ECLI:NL:HR:2010:BM2562
Hoge Raad
- Cassatie
- F.H. Koster
- B.C. de Savornin Lohman
- M.A. Loth
- Rechtspraak.nl
Vernietiging van een uitspraak inzake ontneming van wederrechtelijk verkregen voordeel na vrijspraak
In deze zaak heeft de Hoge Raad op 13 juli 2010 uitspraak gedaan in een cassatieprocedure tegen een eerdere uitspraak van het Gerechtshof te Amsterdam. De zaak betreft een vordering tot ontneming van wederrechtelijk verkregen voordeel van de betrokkene, die in hoger beroep was vrijgesproken van verschillende strafbare feiten. De Hoge Raad oordeelde dat het Hof ten onrechte een betalingsverplichting had opgelegd voor wederrechtelijk verkregen voordeel dat was verkregen door een feit waarvan de betrokkene was vrijgesproken. De Hoge Raad vernietigde de bestreden uitspraak en verwees de zaak terug naar het Gerechtshof te Amsterdam voor een nieuwe behandeling.

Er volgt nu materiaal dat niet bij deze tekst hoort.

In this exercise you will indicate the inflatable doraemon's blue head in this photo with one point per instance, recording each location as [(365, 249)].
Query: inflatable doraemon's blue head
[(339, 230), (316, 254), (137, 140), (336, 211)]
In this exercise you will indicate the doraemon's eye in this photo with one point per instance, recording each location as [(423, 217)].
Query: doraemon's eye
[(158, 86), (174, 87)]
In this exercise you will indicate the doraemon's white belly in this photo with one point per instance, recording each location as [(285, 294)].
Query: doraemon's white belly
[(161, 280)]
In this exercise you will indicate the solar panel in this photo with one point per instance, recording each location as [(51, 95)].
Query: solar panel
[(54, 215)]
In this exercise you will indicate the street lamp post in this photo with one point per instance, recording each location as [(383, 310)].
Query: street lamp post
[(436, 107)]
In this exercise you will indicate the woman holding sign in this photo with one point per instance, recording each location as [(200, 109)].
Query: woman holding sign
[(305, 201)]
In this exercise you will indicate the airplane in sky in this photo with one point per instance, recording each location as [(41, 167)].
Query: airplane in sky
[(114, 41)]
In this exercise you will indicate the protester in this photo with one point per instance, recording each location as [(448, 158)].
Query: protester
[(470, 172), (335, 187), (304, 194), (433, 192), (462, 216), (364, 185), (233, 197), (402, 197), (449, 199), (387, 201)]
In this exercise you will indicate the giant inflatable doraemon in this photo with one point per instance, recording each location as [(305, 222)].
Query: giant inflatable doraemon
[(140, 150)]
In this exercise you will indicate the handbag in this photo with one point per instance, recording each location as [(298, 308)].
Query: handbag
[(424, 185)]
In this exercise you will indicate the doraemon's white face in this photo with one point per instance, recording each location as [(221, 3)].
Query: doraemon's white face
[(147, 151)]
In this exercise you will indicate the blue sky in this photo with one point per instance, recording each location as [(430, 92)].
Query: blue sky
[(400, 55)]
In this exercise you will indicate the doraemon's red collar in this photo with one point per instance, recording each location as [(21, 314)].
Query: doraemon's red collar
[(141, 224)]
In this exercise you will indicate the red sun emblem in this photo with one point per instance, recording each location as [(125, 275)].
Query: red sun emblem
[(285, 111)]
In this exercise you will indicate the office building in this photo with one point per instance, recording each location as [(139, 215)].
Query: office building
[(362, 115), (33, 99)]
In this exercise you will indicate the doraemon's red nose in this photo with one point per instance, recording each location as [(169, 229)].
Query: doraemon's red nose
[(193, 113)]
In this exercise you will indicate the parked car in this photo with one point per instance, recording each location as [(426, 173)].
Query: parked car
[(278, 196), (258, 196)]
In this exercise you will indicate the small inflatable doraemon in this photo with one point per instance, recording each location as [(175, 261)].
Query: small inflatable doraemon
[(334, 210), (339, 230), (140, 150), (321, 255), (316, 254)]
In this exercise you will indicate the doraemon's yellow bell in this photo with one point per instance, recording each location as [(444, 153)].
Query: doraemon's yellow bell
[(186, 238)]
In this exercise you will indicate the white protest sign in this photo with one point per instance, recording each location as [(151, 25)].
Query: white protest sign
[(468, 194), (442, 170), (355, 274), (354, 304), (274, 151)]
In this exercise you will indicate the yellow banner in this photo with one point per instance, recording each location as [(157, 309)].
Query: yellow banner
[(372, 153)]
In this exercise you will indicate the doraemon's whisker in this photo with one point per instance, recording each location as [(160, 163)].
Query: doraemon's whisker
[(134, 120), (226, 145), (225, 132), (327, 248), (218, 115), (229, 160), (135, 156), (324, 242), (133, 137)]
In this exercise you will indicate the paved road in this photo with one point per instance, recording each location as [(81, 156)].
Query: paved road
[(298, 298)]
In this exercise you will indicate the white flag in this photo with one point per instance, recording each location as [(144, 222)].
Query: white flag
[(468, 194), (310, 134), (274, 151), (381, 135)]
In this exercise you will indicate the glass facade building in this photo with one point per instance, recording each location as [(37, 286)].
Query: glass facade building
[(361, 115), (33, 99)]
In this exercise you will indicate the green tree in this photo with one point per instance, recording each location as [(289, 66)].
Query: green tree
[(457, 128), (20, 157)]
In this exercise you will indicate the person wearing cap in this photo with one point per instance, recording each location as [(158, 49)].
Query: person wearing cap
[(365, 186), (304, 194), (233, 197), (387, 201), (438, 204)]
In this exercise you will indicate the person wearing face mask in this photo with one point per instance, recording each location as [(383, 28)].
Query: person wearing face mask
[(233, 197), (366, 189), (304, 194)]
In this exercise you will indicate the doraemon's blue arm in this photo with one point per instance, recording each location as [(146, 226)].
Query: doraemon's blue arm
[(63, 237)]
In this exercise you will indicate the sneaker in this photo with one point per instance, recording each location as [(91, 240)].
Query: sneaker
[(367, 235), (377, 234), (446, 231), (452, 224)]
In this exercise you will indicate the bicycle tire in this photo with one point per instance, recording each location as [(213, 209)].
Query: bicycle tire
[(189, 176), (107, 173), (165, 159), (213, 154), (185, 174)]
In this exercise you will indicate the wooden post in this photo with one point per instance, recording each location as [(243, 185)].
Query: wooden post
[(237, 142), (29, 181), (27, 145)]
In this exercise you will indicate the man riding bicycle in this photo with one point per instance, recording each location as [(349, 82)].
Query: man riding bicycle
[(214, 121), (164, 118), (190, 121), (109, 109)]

De betrokkene was in eerste instantie veroordeeld door de rechtbank Haarlem voor deelname aan een criminele organisatie en het medeplegen van handelen in strijd met de Wet wapens en munitie. Echter, in hoger beroep werd hij vrijgesproken van de meeste tenlastegelegde feiten. Het Hof had in zijn uitspraak de schatting van het wederrechtelijk verkregen voordeel gebaseerd op de veronderstelling dat de betrokkene betrokken was bij criminele activiteiten, terwijl hij van deze feiten was vrijgesproken. Dit leidde tot de conclusie dat de uitspraak van het Hof ontoereikend gemotiveerd was.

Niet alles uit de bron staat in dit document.